After listening to 5 most common reasons for infertility and understanding that age beyond 30 is one of them, Mrs TJ who just turned 30, got curious to know more about the ovarian reserve.

Of course, her next question was how to assess the ovarian reserve!

I went on explaining that females at birth have around 2 million eggs. By the time they reach puberty only 2 lakh eggs are left. Of these only 300-400 ovulate and almost a 1000 immature eggs are lost every month.

The term “Ovarian Reserve” is an indicator of the remaining eggs in a woman that will fertilise and produce babies. The ovarian reserve tests are a part of the initial assessment of the women presenting to clinic with infertility.

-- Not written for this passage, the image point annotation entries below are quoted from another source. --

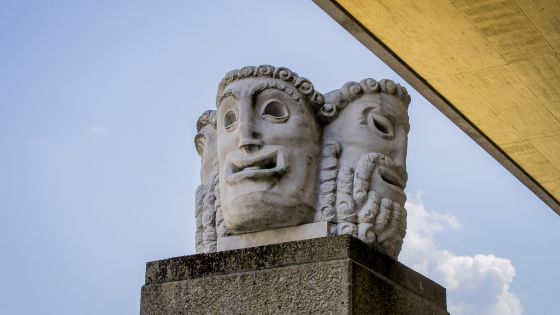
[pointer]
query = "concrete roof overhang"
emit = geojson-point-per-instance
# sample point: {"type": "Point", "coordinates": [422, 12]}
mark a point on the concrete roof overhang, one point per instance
{"type": "Point", "coordinates": [491, 66]}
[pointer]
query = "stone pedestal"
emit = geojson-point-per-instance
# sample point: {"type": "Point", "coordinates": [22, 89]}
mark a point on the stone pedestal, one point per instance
{"type": "Point", "coordinates": [330, 275]}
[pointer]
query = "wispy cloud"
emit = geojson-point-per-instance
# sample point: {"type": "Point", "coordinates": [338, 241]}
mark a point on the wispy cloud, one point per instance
{"type": "Point", "coordinates": [476, 284]}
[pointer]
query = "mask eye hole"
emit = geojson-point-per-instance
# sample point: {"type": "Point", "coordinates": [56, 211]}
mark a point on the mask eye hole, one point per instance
{"type": "Point", "coordinates": [200, 143]}
{"type": "Point", "coordinates": [230, 120]}
{"type": "Point", "coordinates": [380, 124]}
{"type": "Point", "coordinates": [275, 111]}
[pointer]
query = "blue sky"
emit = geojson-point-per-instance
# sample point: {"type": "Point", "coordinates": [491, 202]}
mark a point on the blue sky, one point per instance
{"type": "Point", "coordinates": [98, 106]}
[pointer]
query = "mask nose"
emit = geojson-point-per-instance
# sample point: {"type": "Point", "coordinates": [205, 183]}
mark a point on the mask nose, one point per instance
{"type": "Point", "coordinates": [249, 137]}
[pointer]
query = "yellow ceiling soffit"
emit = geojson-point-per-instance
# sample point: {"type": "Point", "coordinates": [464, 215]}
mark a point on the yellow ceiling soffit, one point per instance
{"type": "Point", "coordinates": [492, 67]}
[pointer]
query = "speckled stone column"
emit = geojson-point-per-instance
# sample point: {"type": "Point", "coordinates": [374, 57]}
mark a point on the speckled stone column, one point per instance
{"type": "Point", "coordinates": [331, 275]}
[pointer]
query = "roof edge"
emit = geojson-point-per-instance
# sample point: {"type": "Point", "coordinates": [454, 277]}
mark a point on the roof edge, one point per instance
{"type": "Point", "coordinates": [375, 45]}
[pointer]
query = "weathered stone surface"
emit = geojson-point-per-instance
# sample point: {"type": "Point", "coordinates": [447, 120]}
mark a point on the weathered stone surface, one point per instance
{"type": "Point", "coordinates": [281, 235]}
{"type": "Point", "coordinates": [277, 153]}
{"type": "Point", "coordinates": [332, 275]}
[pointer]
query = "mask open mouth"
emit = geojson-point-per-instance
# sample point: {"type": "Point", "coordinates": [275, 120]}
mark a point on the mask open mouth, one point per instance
{"type": "Point", "coordinates": [392, 177]}
{"type": "Point", "coordinates": [265, 164]}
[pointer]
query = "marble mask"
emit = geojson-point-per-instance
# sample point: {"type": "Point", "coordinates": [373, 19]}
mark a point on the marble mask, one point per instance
{"type": "Point", "coordinates": [268, 148]}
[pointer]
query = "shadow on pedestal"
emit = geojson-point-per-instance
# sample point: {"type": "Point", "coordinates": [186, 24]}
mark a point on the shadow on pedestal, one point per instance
{"type": "Point", "coordinates": [330, 275]}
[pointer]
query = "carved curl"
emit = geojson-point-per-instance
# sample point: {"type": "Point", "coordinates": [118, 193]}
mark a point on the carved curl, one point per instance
{"type": "Point", "coordinates": [311, 96]}
{"type": "Point", "coordinates": [207, 118]}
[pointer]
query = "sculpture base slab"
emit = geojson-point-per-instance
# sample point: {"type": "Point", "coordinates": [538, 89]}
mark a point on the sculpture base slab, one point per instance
{"type": "Point", "coordinates": [281, 235]}
{"type": "Point", "coordinates": [336, 275]}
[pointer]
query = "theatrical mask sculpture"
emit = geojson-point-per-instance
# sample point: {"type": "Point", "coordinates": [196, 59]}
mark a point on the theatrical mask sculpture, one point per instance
{"type": "Point", "coordinates": [363, 169]}
{"type": "Point", "coordinates": [276, 153]}
{"type": "Point", "coordinates": [268, 143]}
{"type": "Point", "coordinates": [206, 193]}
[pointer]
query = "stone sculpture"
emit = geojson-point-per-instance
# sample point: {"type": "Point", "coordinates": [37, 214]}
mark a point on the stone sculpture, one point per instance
{"type": "Point", "coordinates": [205, 199]}
{"type": "Point", "coordinates": [364, 162]}
{"type": "Point", "coordinates": [277, 153]}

The ovarian reserve of a woman tends to decrease with her age. These tests have become increasingly popular with the growing trend of having babies after 30 years of age. Older eggs are more prone to errors in division. Hence increased risk of Down’s syndrome in woman over 35. With increasing age, the ability of the ovaries to produce quality eggs and follicles declines.

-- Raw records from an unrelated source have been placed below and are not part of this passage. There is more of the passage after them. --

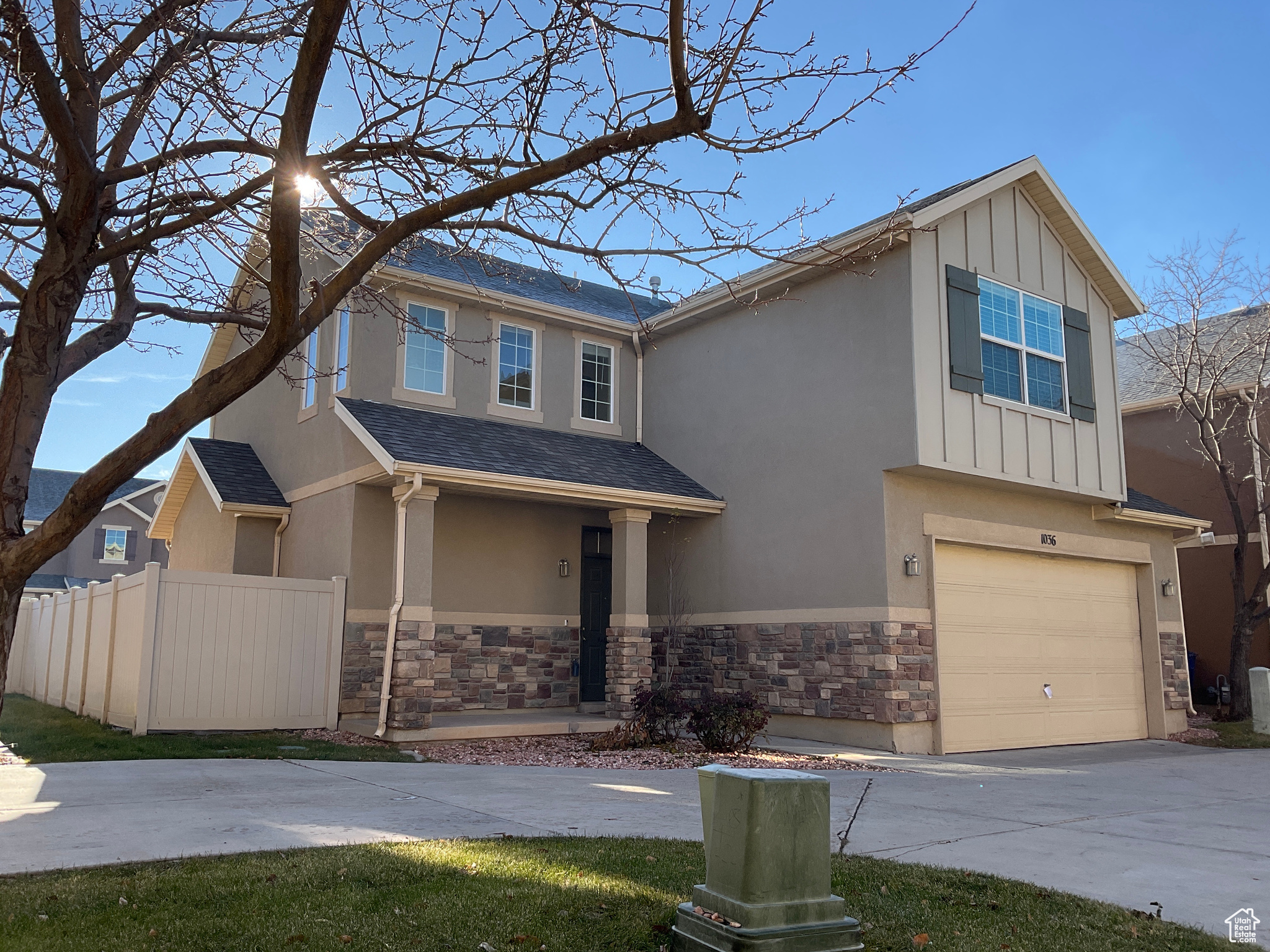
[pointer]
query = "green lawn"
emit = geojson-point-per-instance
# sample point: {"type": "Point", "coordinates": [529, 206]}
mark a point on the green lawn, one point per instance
{"type": "Point", "coordinates": [45, 735]}
{"type": "Point", "coordinates": [518, 895]}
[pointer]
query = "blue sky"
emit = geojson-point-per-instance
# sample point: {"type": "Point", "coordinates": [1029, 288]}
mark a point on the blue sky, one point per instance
{"type": "Point", "coordinates": [1150, 117]}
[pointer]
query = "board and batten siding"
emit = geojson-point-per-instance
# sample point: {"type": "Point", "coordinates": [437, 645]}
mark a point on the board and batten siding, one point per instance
{"type": "Point", "coordinates": [178, 650]}
{"type": "Point", "coordinates": [1005, 238]}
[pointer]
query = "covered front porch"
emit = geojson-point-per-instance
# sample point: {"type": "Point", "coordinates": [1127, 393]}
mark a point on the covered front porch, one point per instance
{"type": "Point", "coordinates": [520, 594]}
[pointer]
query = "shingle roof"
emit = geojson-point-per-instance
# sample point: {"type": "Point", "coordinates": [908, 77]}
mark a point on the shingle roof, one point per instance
{"type": "Point", "coordinates": [489, 273]}
{"type": "Point", "coordinates": [1150, 505]}
{"type": "Point", "coordinates": [1143, 377]}
{"type": "Point", "coordinates": [510, 450]}
{"type": "Point", "coordinates": [238, 472]}
{"type": "Point", "coordinates": [48, 488]}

Following are the most common ways of testing the ovarian reserve:

1. Anti-Mullerian Hormone AMH Test –

  • What is it? This is a blood test for the hormone released from the tint follicles in the ovary. Therefore, AMH hormone level is a good indicator of the number of follicles present in the woman. A higher level of the Anti-Mullerian hormone signals towards the presence of a large number of follicles and immature eggs that can be easily fertilised to achieve pregnancy.
  • When is it done? This test can be performed at any time of the periods.
  • How long does it take for the results? Reports are usually made available in 24 hours

2. Antral Follicle Count AFC

  •  What is it?  AFC is number follicles present in the ovary. These are small (antral) follicles ranging between 2mm to 6mm in diameter, counted using pelvic ultrasound scan. The number of antral follicles present in the women is an indication of the number of immature eggs that are ready to be fertilised in the future. This number is dynamic and changes every month based on how many follicles are recruited.
  • When is it done?  This is performed on second or the third day of the menstrual cycle.
  • How long does it take for the results? Reports are usually made available in 24 hours.

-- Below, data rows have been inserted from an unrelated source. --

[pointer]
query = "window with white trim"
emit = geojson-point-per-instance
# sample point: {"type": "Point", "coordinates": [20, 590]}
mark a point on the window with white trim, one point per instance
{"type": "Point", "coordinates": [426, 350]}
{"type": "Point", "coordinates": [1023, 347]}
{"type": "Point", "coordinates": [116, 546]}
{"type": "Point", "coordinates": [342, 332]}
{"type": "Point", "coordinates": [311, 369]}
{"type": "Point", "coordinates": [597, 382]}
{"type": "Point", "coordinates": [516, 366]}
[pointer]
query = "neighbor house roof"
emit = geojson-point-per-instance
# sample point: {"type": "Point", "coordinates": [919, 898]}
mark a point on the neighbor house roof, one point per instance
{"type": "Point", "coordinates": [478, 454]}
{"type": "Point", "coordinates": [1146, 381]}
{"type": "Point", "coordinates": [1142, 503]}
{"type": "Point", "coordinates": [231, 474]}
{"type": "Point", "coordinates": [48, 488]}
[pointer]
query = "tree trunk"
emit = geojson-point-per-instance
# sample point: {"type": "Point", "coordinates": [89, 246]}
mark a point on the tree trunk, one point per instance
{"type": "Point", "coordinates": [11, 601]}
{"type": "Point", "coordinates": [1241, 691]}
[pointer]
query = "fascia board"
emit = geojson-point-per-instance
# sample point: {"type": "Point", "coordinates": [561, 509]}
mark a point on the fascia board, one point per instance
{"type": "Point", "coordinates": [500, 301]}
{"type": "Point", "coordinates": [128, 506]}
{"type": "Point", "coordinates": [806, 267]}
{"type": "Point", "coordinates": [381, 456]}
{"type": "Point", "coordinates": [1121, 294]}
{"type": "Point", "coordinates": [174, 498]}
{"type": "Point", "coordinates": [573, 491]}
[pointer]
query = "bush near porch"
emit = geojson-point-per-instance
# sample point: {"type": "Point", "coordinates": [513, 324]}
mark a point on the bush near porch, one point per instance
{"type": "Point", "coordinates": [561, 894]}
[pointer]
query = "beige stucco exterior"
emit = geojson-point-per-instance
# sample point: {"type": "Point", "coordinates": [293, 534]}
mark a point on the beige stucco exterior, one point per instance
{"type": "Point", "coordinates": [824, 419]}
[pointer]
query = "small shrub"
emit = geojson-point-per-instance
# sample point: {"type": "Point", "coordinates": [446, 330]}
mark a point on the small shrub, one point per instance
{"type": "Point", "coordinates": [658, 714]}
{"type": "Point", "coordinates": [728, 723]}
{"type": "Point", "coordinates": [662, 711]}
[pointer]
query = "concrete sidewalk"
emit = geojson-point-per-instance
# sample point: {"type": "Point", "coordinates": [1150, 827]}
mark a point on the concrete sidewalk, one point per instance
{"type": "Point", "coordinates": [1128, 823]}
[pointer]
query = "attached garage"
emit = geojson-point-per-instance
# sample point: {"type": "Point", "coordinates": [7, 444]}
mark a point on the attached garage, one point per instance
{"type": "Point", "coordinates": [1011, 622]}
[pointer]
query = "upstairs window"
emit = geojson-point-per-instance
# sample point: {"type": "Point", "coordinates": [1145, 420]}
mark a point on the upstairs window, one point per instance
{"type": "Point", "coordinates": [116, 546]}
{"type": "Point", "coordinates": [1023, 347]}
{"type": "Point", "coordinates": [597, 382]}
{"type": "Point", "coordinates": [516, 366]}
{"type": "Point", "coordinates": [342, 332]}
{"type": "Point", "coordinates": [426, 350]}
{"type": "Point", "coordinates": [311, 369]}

3. Follicular Stimulating Hormone (FSH)

  • What is it? This is a blood test carried out to measure FSH hormone level. FSH is produced in the brain and stimulates the ovary to make good follicles growing to release good eggs.
  • When is it done?  Second to fifth day of the periods, it should be a fasting blood sample.
  • How long does it take for the results?  Reports are usually made available in 24 hours.